Politica

Appalti pilotati, la rabbia per chi non ci stava: "Gli spezzo le gambe"

Blitz dei carabinieri a margine dell'inchiesta sugli appalti pilotati della Valcamonica: arrestato, tra gli altri, anche il sindaco di Malonno Stefano Gelmi

Il vaso di pandora degli appalti in Valcamonica: una cordata di imprenditori, in tutto una quindicina, che sarebbero stati preventivamente informati e “addestrati” sui bandi di gara in arrivo. Finché qualcosa non è saltato, e un imprenditore si sarebbe rifiutato di non partecipare a una gara, in cambio di un altro appalto: “Pago quattro albanesi e gli faccio spaccare le gambe”, avrebbe detto in un'intercettazione uno degli indagati eccellenti.

Si parlerebbe del sindaco di Malonno Stefano Gelmi, geometra di 41 anni che si è già dimesso dall'incarico – il Comune da qualche mese è commissariato – ma che adesso è stato arrestato, e condotto a Canton Mombello dai carabinieri, il braccio operativo dell'inchiesta coordinata dalla Procura e dal pubblico ministero Ambrogio Cassiani.

Insieme al sindaco sono stati arrestati anche gli imprenditori Remo Fona, Rocco Mastaglia e Andrea Cattaneo, i dipendenti pubblici Gianpaolo Albertoni e Morena Piloni: per loro sono scattati i domiciliari. Obbligo di firma invece per gli altri coinvolti nell'inchiesta: Silvano Andreoli, Alberto Avanzini, Bruno Cioccarelli, Alessandro Gelmi, Giuseppina Lanzetti.

Sotto la lente degli inquirenti la Centrale Unica di Committenza dell'Unione delle Alpi Orobie bresciane, da cui sarebbe stato orchestrato tutto (e il sindaco Gelmi ne sarebbe stato uno dei registi). Tutti gli appalti infatti transitano dalla Centrale Unica: di questi appalti ne sarebbero stati dirottati almeno tre, tutti per il Comune di Malonno, per oltre 1 milione di euro.

“Le ditte compiacenti venivano informate preventivamente della pubblicazione del bando di gara – si legge in una nota del Comando provinciale dei carabinieri – al fine di poter saturare con le loro offerte il numero dei concorrenti ammissibili alla procedura negoziale e ridurre al minimo i ribassi d'offerta.
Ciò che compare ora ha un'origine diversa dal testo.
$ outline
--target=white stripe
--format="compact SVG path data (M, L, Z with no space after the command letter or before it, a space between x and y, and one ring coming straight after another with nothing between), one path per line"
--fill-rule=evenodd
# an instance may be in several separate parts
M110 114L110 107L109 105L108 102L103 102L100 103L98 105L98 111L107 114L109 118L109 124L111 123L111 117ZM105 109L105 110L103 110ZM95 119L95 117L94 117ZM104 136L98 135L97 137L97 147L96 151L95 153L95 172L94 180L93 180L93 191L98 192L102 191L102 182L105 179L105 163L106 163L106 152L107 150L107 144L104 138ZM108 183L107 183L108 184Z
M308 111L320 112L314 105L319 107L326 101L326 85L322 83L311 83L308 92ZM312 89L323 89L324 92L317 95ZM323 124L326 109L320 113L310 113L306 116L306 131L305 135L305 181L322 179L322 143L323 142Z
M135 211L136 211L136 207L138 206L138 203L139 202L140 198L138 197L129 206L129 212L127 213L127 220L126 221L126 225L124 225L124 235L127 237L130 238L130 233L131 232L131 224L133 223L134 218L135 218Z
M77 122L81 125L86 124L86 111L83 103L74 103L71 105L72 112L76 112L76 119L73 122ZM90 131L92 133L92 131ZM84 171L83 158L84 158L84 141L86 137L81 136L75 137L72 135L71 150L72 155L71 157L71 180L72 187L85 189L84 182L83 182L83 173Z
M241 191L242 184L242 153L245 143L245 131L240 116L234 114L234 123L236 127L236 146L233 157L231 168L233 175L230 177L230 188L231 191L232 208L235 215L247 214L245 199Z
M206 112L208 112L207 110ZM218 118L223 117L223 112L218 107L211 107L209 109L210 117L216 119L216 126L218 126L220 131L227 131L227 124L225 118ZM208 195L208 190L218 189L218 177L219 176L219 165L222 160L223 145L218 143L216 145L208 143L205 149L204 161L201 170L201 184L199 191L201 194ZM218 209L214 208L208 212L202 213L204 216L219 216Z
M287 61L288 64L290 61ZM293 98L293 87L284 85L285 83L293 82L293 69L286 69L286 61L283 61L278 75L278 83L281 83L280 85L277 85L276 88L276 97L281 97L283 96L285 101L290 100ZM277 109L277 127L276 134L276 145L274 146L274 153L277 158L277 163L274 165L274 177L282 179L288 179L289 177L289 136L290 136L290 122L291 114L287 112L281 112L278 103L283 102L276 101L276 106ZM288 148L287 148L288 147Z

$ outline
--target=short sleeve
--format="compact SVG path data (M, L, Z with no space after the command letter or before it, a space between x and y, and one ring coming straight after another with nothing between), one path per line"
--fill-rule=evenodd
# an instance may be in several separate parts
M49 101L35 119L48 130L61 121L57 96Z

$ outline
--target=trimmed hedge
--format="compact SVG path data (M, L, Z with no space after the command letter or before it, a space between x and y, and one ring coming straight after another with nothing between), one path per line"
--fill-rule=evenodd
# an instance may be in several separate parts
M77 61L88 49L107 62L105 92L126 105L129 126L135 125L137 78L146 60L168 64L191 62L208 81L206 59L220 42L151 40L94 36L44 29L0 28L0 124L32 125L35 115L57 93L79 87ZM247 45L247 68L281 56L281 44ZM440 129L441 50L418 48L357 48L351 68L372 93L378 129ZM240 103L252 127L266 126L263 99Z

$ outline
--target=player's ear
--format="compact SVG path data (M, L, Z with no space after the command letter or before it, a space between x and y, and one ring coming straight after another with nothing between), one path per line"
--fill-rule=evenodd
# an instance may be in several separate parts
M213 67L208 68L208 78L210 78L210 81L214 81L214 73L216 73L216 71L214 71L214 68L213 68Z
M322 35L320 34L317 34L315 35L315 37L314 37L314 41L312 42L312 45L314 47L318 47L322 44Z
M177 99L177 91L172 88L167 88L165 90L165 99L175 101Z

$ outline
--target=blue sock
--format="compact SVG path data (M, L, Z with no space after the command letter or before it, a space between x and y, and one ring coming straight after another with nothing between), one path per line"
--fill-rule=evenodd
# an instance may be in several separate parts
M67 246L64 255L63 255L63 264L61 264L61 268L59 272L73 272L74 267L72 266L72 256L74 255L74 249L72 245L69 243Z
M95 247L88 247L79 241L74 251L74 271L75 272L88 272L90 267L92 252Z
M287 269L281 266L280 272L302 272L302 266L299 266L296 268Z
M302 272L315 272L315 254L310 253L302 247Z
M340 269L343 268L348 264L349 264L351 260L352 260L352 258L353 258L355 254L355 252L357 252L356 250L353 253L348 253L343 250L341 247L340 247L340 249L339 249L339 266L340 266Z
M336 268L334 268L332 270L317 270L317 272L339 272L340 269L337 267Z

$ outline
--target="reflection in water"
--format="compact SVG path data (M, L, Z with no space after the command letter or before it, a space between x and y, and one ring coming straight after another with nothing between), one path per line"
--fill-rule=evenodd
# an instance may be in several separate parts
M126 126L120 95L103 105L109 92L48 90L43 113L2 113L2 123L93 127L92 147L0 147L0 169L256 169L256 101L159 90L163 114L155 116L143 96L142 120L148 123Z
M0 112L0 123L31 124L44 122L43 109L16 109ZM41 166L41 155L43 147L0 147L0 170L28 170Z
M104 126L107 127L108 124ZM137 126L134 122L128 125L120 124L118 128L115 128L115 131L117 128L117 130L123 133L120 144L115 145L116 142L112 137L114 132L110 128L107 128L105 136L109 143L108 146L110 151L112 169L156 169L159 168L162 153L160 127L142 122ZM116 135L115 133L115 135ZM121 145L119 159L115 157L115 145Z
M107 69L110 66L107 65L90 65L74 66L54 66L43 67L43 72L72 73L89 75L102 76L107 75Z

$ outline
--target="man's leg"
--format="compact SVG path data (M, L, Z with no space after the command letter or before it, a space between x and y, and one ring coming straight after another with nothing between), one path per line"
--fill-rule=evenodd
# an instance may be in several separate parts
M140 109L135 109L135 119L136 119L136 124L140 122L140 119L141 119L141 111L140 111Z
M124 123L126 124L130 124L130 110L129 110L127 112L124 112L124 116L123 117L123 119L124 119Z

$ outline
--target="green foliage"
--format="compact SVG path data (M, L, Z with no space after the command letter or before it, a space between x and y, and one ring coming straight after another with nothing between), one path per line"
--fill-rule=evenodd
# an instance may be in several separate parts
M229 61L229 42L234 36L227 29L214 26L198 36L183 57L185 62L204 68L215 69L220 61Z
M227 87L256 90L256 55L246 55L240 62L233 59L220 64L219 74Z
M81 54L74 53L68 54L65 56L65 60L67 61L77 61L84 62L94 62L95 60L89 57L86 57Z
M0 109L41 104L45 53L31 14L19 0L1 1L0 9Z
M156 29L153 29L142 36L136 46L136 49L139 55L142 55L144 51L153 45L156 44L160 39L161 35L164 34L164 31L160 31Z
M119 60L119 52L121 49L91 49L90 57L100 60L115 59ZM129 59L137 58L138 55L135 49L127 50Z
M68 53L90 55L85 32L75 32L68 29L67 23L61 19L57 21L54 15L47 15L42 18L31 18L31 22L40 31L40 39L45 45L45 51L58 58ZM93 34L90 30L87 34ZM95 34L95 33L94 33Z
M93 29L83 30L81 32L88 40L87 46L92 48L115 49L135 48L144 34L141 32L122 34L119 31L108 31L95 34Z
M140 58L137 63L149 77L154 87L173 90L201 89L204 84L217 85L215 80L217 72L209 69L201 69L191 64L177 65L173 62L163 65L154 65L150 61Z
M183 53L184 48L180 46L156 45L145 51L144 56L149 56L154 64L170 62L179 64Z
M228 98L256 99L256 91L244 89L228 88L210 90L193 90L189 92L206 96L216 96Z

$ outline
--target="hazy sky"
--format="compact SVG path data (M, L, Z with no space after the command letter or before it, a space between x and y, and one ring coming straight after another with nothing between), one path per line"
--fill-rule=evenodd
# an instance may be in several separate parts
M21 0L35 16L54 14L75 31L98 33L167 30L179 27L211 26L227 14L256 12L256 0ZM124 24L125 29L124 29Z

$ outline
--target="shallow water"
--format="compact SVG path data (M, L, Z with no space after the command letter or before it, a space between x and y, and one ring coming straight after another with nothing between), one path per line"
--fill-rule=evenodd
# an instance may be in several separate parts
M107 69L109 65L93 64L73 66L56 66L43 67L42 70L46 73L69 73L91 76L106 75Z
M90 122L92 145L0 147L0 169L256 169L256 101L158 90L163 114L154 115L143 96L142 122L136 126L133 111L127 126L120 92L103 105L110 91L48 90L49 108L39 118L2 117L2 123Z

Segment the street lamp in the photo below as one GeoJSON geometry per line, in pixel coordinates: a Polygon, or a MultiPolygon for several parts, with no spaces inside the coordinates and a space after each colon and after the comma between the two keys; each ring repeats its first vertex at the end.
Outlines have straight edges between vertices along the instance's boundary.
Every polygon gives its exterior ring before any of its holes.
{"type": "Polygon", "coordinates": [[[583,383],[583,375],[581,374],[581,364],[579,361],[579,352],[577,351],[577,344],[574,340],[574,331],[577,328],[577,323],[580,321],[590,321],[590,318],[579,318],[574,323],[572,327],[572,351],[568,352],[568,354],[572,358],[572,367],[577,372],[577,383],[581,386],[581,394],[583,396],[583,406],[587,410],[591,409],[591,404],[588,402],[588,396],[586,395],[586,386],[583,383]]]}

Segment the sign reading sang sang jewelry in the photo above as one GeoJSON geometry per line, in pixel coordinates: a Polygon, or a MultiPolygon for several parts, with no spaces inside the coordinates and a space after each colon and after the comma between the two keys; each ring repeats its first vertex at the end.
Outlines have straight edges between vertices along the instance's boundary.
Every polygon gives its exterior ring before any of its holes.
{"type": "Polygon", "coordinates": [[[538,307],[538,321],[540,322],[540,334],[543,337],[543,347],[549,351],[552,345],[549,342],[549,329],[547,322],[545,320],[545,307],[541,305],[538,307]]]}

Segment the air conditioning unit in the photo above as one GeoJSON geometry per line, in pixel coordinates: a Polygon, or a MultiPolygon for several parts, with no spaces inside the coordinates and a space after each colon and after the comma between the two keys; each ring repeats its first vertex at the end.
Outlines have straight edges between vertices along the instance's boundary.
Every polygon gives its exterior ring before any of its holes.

Le ditte costituivano una vera e propria cordata allo scopo di far vincere una determinata impresa e beneficiare dei conseguenti sub-appalti, evitando così una scomoda concorrenza”.

Per i militari una sorta di “cartello”: tutti a vario titolo, si legge ancora nella nota dei carabinieri, “realizzavano un profitto a spese della collettività”. Gli amministratori pubblici “ottenevano denaro contante o commesse per i propri familiari”, gli imprenditori “appalti con cospicui margini di guadagno”.

Poi sarebbe arrivata l'offerta che non doveva arrivare, dell'imprenditore che al “gioco” non ci sarebbe stata. La busta sarebbe stata “osservata” con una lampada speciale, anche questa sequestrata dai carabinieri, così da sapere come modificare “quella già presentata della ditta che avrebbe dovuto vincere la gara”.